Cotton Council International (CCI) President Dahlen Hancock, a U.S. cotton producer, traveled to Asia to represent the U.S. cotton industry in each city.
"Experiencing Cotton Days first hand, you truly feel the energy, enthusiasm, support and trust in superior U.S. cotton," Hancock said. "It's our reputation built up over the years in these important markets that sets us apart and makes us the fiber of choice. Let's keep the momentum!"
Cotton Day festivities kicked off in Korea with a fashion event directed by Korean fashion icons Mack & Logan, which featured fabulous cotton womenswear in vivid and stylish themes, as well as denim ready-to-wear items. U.S. Ambassador Mark Lippert attended the COTTON USA event and made a congratulatory speech to COTTON USA and the success of the Korean textile and fashion industry. Through cooperation with the Spinners and Weavers Association of Korea, COTTON USA provided the opportunity for young Korean designers to showcase their creativity through the "Cotton T-Shirt Design Contest." The event closed with COTTON USA music stars "Epic High," who entertained the audience with their most recent hit songs.
In Japan, CCI provided opportunities for designers to showcase their creativity through a T-shirt design contest, in cooperation with the Japan Spinners' Association, Japan Cotton Promotion Institute and Cotton Incorporated. More than 400 industry and media representatives celebrated Cotton Day in Japan. COTTON USA spokesperson Miss Tomoe Shinohara showed a collection of three cotton dresses she designed, which referenced the sun, a blue sky and light for Cotton Day. She also recognized three leading Japanese actors and celebrities (Miss Ann Nakamura, Mr. Tsuyoshi Ihara and Mrs. Miki Fujimoto) as COTTON USA's brand ambassadors for its key audiences.
The celebrations continued in Taiwan with a live music concert by new COTTON USA ambassador group Cosmos People. The band created a COTTON USA theme song "And You" to link with "I Love My Cotton," which its record company will promote with a music video. Eelin top models presented a fashion show featuring the women's fashion brand Chaber, a COTTON USA licensee, as well as Stefanel and Carnival brands. CCI President Hancock presented COTTON USA licensee certificates to its spinner partners Far Eastern New Century Corp., Tah Tong Textiles, Tai Yuen Textiles, Chia Her Group and Tah Yao Textile. More than 160 representatives from the press and COTTON USA licensees and consumers participated. The radio station "Voice of Taipei" interviewed Hancock and COTTON USA representatives about Cotton Day, increasing consumer awareness of the event.
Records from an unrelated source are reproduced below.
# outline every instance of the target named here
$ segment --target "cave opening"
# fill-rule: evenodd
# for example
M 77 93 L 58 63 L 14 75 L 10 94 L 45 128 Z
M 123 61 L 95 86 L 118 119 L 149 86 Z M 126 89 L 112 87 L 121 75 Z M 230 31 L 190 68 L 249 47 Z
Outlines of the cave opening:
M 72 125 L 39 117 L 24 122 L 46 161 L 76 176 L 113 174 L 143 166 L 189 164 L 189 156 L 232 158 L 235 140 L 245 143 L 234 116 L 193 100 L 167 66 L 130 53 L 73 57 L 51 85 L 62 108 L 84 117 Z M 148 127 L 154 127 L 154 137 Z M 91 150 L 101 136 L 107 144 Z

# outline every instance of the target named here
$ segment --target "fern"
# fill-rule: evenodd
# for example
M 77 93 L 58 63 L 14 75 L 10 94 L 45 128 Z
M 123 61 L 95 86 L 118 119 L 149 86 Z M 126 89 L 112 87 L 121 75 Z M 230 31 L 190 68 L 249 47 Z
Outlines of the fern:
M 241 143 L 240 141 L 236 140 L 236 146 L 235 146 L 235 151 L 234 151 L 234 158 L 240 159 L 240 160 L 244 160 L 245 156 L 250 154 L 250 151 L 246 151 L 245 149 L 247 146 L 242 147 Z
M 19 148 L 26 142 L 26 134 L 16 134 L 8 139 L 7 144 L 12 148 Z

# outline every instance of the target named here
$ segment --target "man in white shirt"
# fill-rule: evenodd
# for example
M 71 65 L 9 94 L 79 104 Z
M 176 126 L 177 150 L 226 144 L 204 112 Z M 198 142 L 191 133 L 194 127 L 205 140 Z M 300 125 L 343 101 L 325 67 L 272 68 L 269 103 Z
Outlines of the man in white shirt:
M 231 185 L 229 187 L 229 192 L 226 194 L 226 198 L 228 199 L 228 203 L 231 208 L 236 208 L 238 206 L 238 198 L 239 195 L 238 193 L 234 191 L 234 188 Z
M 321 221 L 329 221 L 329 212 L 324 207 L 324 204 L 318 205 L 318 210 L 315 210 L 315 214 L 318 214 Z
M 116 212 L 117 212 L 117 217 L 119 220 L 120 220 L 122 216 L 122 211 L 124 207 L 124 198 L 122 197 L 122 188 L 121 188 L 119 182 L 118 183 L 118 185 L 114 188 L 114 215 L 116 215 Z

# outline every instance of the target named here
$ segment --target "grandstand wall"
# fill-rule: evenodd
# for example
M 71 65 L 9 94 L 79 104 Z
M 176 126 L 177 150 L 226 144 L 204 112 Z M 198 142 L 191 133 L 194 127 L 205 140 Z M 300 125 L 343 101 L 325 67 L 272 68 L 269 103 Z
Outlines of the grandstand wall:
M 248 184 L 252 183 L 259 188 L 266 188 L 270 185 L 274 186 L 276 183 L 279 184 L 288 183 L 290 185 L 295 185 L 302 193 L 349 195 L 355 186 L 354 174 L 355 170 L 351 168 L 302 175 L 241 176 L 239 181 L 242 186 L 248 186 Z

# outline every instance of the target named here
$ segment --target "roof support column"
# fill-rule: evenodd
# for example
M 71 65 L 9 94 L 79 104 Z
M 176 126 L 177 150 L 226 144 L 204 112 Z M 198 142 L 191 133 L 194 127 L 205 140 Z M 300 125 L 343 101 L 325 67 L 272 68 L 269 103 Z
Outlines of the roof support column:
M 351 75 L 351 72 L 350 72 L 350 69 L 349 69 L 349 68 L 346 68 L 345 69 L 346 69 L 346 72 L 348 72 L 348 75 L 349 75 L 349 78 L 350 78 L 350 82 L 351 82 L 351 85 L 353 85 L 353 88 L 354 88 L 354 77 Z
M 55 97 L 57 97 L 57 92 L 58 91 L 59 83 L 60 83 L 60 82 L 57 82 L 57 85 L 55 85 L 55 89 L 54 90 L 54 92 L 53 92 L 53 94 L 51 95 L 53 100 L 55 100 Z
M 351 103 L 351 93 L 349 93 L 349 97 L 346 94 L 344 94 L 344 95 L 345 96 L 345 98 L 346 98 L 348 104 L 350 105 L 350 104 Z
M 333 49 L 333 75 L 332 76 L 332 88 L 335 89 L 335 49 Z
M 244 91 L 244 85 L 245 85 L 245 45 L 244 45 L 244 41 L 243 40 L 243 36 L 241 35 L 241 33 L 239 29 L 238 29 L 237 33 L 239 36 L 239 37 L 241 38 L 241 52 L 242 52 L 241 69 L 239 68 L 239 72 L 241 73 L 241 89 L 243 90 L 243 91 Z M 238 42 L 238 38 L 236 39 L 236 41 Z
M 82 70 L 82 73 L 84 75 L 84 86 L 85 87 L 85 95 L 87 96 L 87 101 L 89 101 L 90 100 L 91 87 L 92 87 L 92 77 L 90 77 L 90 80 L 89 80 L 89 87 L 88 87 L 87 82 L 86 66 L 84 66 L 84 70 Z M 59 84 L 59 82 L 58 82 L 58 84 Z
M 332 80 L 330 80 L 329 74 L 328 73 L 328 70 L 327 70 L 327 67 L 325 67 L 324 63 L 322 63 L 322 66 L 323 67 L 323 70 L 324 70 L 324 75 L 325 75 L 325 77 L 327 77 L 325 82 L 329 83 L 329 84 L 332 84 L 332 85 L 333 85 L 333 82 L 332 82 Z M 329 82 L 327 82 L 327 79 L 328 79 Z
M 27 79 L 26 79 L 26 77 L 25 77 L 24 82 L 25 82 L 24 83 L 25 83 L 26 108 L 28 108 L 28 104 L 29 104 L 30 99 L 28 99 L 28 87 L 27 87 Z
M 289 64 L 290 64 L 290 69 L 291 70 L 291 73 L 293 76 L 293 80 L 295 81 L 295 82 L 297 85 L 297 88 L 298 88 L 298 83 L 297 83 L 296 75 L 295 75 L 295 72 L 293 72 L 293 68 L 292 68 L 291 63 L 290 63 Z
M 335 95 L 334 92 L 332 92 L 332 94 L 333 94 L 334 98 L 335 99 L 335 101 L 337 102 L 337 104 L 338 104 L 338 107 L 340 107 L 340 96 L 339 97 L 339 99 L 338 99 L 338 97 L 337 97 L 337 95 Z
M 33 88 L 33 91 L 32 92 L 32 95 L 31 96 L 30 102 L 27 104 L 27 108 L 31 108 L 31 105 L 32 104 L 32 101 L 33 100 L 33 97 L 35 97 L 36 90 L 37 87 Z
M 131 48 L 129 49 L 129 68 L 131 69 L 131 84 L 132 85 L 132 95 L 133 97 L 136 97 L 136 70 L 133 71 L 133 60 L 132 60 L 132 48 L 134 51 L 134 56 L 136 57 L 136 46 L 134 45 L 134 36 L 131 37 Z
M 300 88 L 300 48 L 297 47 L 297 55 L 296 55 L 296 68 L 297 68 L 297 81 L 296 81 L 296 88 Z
In celebration of Cotton Day, consumers in Taiwan also had the opportunity to join a lucky draw for 2015 HITO Music Awards and Golden Music Festival activities.
Cotton Days concluded the tour of Asia in Bangkok, Thailand, with an exciting "I Love My Cotton" fashion show. Taking COTTON USA's three essential promises of "purity," "quality" and "responsibility," CCI selected three top Thai designers and challenged them to craft new garment designs made with 100% cotton fabrics supplied by COTTON USA-licensed fabric mills in Thailand. A second fashion show featuring COTTON USA garments supplied by 34 COTTON USA licensees in Thailand capped off the show, illustrating the versatility and importance of cotton for the entire family. CCI President Hancock thanked the Thai textile and garment industries for their loyal and continued support of high quality U.S. cotton. Another Texas native, U.S. Agricultural Counselor Bobby Richey, rounded off the event with his reflections of growing up in Lubbock, TX, where his family still operates a cotton farm. More than 500 participants from the Thai fashion and consumer media covered the show for broadcast across Thailand.